The European Central Bank suggested it might buy the bonds of ailing eurozone economies like Spain and Italy on the open market – but only after the countries first seek bailout funds. The ECB’s statements have drawn mixed reaction.

A week after vowing that the European Central Bank would “do what it takes” to save the euro currency, ECB chief Mario Draghi warned markets betting against the17-nation eurozone.

“It’s pointless to bet against the euro. It’s pointless to go short on the euro. It’s pointless because the euro will stay,” he said.

Draghi spoke at a press conference following a much-awaited meeting by the ECB’s board of governors in Frankfurt. Many hoped the central bank would intervene forcefully to address the financial crisis threatening the future of the currency union.

Some were disappointed. The ECB opted not to change its interest rates, which are already at a record low of 0.75 percent. And Draghi said ailing eurozone members like Italy and Spain must take the first steps by seeking bailouts.

“The adherence of the commitments and the fulfillments of of the EFSF/ESM [bailout fund] of their role are necessary conditions – not sufficient…The [ECB] governing council,  within its mandate to maintain price stability over the medium term and in observance of its independence in determining monetary policy, may undertake outright open market operations of a size adequate to reach its objective.”

In other words, the ECB is prepared to buy Italian and Spanish bonds on the open market – but only after Rome and Madrid activate bailout funds to do the same thing. That might help curb sky high borrowing costs that both nations face – costs that are threatening their financial stability and that of the eurozone.

The ECB’s actions come after a slew of bad financial news in recent days. New data shows a drop in manufacturing and business sentiment in Europe and stubbornly high unemployment.

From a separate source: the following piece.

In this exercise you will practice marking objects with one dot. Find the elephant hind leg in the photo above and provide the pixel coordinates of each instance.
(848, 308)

Some analysts expressed disappointment in the ECB. But London-based Deutsche Bank economist Gilles Moec is more upbeat. Until Spain and Italy request bailout funds, he says, the ECB has gone as far as it can.

“There might be a short-term disappointment because we’re still waiting for this decision in Madrid and in Rome to actually trigger this support. But we have a very strong basis now for a new mode of intervention in the European market that can go a long way in addressing the turmoil,” he said.

Draghi left out the details of any possible ECB intervention in the markets. He said they would be filled in the coming weeks. And he acknowledged Germany’s skepticism about more forceful ECB intervention.